In a nearly unanimous voice vote on Wednesday, the House Oversight Committee approved a bill that would require the U.S. Federal Reserve to conduct a first-ever complete audit of its books and divulge details about its monetary policy discussions. The bill is expected to be taken up by the full House of Representatives sometime next month.
Paul, a longtime critic of the Fed and fiat currencies in general, had previously supported an audit that became part of the Dodd-Frank Wall Street Reform and Consumer Protection Act.

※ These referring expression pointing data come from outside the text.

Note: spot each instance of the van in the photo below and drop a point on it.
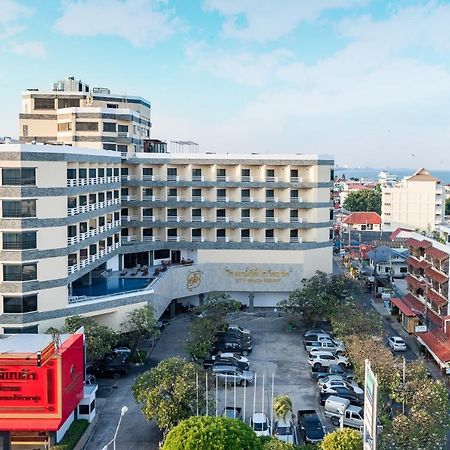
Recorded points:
(337, 408)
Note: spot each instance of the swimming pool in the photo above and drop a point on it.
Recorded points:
(112, 285)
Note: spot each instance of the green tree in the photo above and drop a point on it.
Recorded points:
(345, 439)
(282, 406)
(100, 339)
(168, 392)
(139, 323)
(364, 200)
(320, 297)
(208, 433)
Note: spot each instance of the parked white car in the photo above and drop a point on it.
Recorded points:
(240, 358)
(397, 344)
(327, 359)
(260, 424)
(331, 384)
(284, 430)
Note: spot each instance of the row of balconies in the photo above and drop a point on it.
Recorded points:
(92, 207)
(92, 258)
(93, 232)
(196, 198)
(218, 178)
(92, 181)
(268, 240)
(206, 219)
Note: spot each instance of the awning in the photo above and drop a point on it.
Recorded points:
(438, 344)
(403, 307)
(20, 424)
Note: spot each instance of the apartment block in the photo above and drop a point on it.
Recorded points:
(76, 115)
(416, 202)
(425, 310)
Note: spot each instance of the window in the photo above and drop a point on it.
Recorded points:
(68, 103)
(110, 127)
(19, 241)
(86, 126)
(24, 176)
(66, 126)
(83, 409)
(17, 272)
(14, 305)
(18, 208)
(44, 103)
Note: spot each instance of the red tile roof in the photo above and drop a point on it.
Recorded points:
(438, 343)
(403, 307)
(418, 244)
(363, 218)
(423, 264)
(436, 254)
(436, 298)
(436, 276)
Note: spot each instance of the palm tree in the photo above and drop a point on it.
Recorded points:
(282, 406)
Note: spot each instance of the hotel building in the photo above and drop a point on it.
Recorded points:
(85, 230)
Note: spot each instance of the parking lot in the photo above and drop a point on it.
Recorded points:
(276, 350)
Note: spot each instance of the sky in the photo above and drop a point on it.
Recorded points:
(366, 81)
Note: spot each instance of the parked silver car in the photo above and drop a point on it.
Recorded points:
(231, 374)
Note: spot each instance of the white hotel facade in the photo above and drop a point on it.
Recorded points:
(77, 215)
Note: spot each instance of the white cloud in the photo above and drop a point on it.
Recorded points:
(11, 10)
(267, 20)
(141, 22)
(34, 49)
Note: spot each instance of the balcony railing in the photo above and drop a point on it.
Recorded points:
(91, 181)
(92, 207)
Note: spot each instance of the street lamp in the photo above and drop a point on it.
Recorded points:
(113, 440)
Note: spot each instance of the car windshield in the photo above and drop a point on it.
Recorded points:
(284, 431)
(260, 426)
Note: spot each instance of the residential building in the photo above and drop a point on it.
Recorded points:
(89, 231)
(362, 221)
(425, 309)
(74, 114)
(417, 202)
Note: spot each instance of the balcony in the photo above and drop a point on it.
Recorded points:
(174, 218)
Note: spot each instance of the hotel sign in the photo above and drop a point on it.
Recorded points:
(257, 275)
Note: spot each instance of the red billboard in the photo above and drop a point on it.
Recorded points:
(49, 389)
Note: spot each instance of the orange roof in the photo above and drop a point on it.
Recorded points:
(438, 343)
(364, 218)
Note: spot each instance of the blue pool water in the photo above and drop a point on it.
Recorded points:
(111, 285)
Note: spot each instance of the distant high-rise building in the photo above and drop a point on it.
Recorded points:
(416, 202)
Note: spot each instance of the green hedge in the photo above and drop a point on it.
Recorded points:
(73, 435)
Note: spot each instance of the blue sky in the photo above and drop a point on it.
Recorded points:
(367, 81)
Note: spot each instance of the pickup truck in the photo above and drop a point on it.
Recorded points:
(309, 426)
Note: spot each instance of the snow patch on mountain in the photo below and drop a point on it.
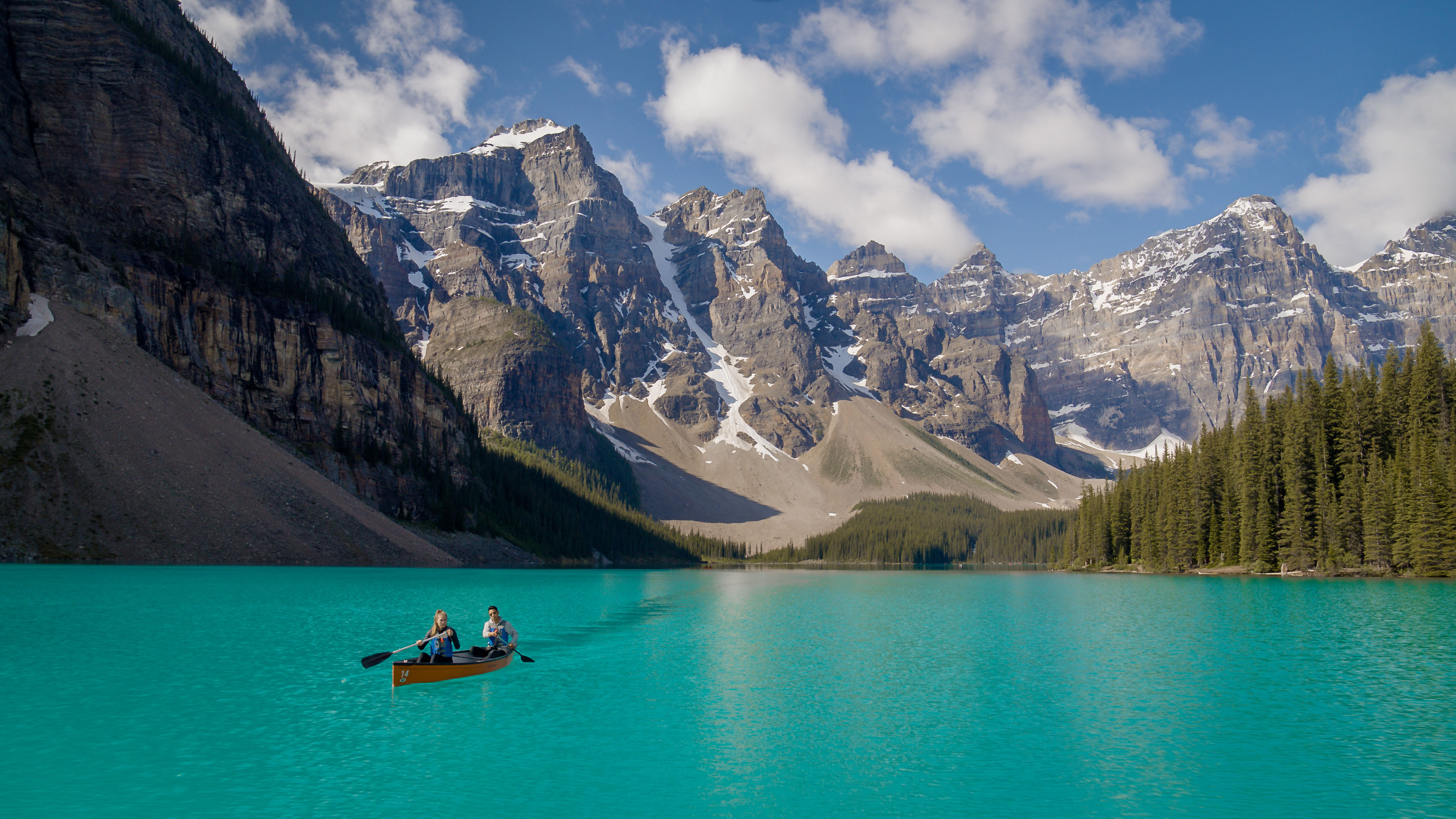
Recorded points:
(733, 387)
(518, 140)
(364, 199)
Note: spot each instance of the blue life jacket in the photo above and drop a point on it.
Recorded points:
(440, 646)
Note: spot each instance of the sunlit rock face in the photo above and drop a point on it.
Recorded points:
(1152, 344)
(730, 333)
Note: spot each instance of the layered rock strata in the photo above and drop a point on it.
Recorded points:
(143, 186)
(1149, 346)
(530, 221)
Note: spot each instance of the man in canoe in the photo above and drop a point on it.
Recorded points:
(439, 642)
(499, 633)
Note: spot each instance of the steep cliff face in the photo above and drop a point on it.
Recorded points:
(745, 286)
(1411, 280)
(143, 187)
(509, 371)
(916, 358)
(525, 219)
(1151, 344)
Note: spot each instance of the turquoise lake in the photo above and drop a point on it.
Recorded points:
(220, 691)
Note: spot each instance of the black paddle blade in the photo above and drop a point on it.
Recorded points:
(376, 659)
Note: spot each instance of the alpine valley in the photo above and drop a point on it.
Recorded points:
(350, 372)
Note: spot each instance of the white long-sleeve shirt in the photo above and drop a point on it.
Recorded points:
(503, 632)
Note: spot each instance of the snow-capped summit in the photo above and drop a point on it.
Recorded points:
(519, 135)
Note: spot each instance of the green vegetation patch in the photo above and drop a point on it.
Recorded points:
(1350, 471)
(940, 447)
(928, 528)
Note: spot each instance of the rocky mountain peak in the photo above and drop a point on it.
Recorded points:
(528, 126)
(871, 260)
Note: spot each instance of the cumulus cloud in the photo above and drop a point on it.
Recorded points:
(1004, 108)
(231, 27)
(934, 34)
(1222, 143)
(340, 114)
(775, 130)
(1400, 152)
(590, 78)
(1021, 129)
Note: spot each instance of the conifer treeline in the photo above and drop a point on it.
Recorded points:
(1350, 470)
(927, 528)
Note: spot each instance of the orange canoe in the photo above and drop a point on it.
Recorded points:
(461, 665)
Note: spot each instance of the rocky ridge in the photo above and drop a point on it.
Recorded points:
(1149, 346)
(142, 187)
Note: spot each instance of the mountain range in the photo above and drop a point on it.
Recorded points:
(701, 336)
(364, 337)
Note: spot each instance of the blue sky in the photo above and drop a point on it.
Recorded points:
(1057, 133)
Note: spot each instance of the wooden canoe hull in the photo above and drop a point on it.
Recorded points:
(464, 665)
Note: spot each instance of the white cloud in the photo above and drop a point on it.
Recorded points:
(1400, 151)
(341, 114)
(775, 130)
(590, 78)
(1222, 145)
(934, 34)
(1021, 129)
(1002, 108)
(232, 28)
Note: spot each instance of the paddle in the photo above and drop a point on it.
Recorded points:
(376, 659)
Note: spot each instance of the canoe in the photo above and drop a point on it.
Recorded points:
(461, 665)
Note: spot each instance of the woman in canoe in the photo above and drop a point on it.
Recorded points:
(499, 633)
(439, 642)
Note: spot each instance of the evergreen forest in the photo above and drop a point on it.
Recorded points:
(1346, 471)
(928, 528)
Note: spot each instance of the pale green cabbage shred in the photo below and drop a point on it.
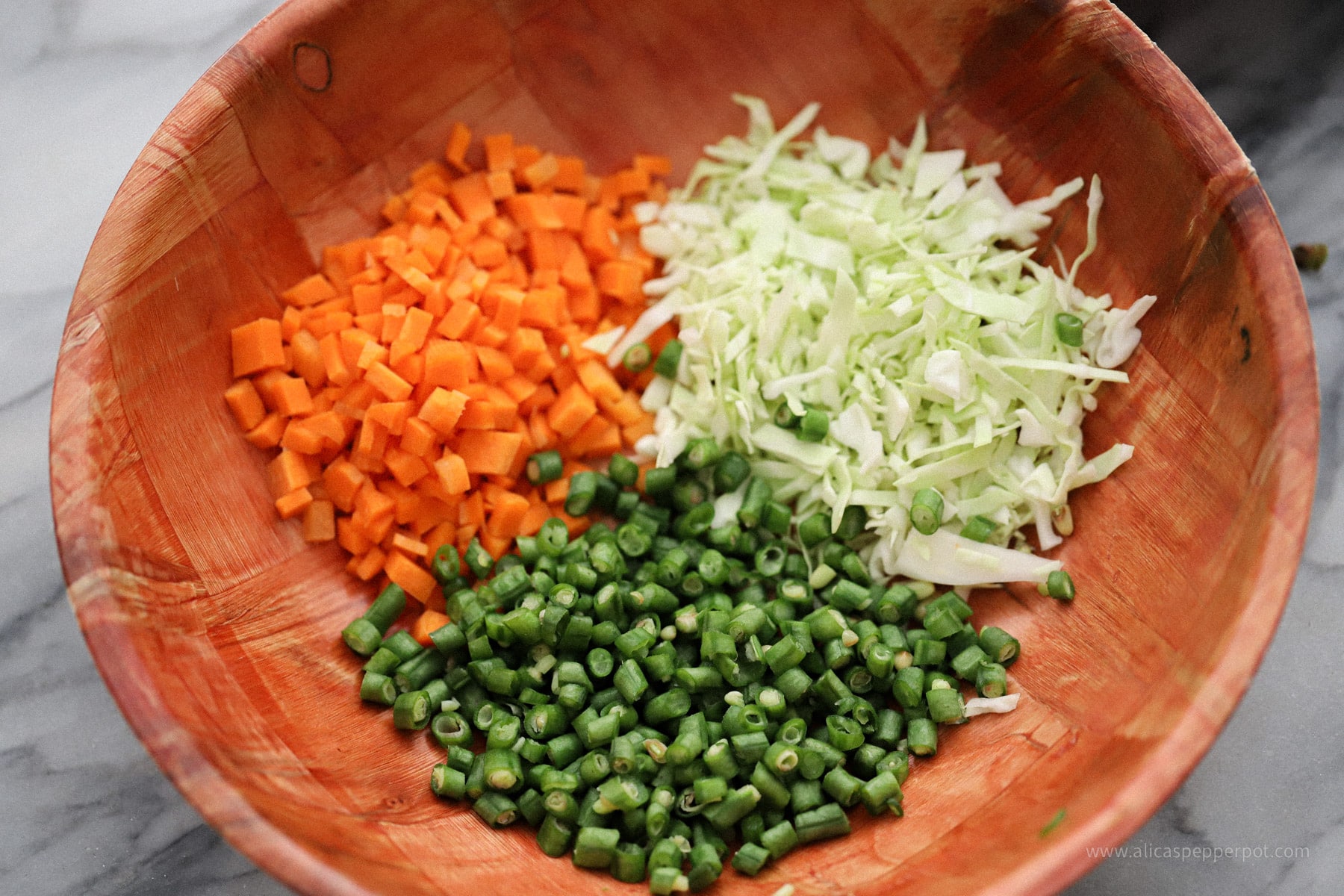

That audit required the Fed to disclose its lending practices during the 2008 financial crisis, revealing that the bank doled out more than $16 trillion in loans and assets swaps to financial institutions all over the world in an effort to stabilize global markets and keep credit flowing.
Paul, however, felt that the audit which ultimate cleared the U.S. Senate was a stripped down version of what he believes is needed, and most of his colleagues now agree. His bill has garnered an impressive bipartisan coalition of more than 257 co-sponsors — more than half the House — giving it enough votes to pass.
The Senate version, introduced by Paul’s son Rand (R-KY), faces a tougher road. All of its 20 co-sponsors are Republican, and it has been stuck in the Senate Committee on Banking, Housing, and Urban Affairs, which is chaired by Sen. Tim Johnson (D-SD). He has not said whether the bill will be marked-up for debate.